Context: Similar to the "glass ceiling," a metaphor for the invisible social barrier that limits women's upward mobility, the glass cliff is a metaphor: it represents the dilemma facing women or members of other underrepresented groups when they are asked to transform a faltering firm — in situations where anyone would face a high likelihood of failure.
- An oft-cited study in the Harvard Business Review reveals that women are preferred to take over when a male-led company is in crisis.
State of play: Yaccarino is inheriting a company that's shed roughly 80% of its workers since Musk took over last October.
- Outages, user discontent and advertiser skepticism have plagued the platform since.
What to watch: How dominant Musk will remain, while he works on product design and new technology. Yaccarino will be responsible for business operations primarily.

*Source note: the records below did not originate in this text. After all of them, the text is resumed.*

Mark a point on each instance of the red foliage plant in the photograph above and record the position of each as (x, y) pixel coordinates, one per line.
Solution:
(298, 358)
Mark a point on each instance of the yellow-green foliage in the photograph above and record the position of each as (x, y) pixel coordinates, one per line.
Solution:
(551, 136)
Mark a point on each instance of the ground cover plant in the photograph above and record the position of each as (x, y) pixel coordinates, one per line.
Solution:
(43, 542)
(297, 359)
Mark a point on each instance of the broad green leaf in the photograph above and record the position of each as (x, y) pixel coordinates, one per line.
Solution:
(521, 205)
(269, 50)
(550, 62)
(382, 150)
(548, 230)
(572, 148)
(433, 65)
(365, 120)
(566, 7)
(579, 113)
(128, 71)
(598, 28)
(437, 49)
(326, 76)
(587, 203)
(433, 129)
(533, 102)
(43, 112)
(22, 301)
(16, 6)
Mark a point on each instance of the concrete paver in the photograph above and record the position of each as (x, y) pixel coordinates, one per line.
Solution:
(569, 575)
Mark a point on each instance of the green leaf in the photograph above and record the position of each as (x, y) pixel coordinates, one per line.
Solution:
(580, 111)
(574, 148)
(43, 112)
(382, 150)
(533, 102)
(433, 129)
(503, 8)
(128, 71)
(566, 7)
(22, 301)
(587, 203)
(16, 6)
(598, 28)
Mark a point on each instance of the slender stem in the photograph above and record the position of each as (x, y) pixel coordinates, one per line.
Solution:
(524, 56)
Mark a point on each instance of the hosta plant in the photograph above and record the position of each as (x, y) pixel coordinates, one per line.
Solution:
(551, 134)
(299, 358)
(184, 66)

- "She should get out quick" if Musk remains dominant, says Jennifer Chatman, professor of management at the Haas School of Business.
Meanwhile, Twitter said Friday it was blocking certain content in Turkey at the government's behest, a day before a national election there.
4. Take note
On Tap
- Out In Tech DC and Axios HQ are hosting a panel on AI ethics that I will moderate at Axios' Arlington, Virginia, office on Tuesday. Come join us! Register here.
ICYMI
- The Chinese Communist Party "maintained supreme access" to data belonging to TikTok parent company ByteDance, including data stored in the U.S., a former top executive claimed in a lawsuit Friday. (Axios)
- Malicious hackers are embedding malware into illegal downloads of the "The Super Mario Bros. Movie," researchers at ReasonLabs told Axios.
5. After you Login
Photo: Ina Fried/Axios
I had a little time in New York on Sunday and got to check out the Nintendo store. But, as the sign says, just make sure you don't touch, climb or sit on Bowser.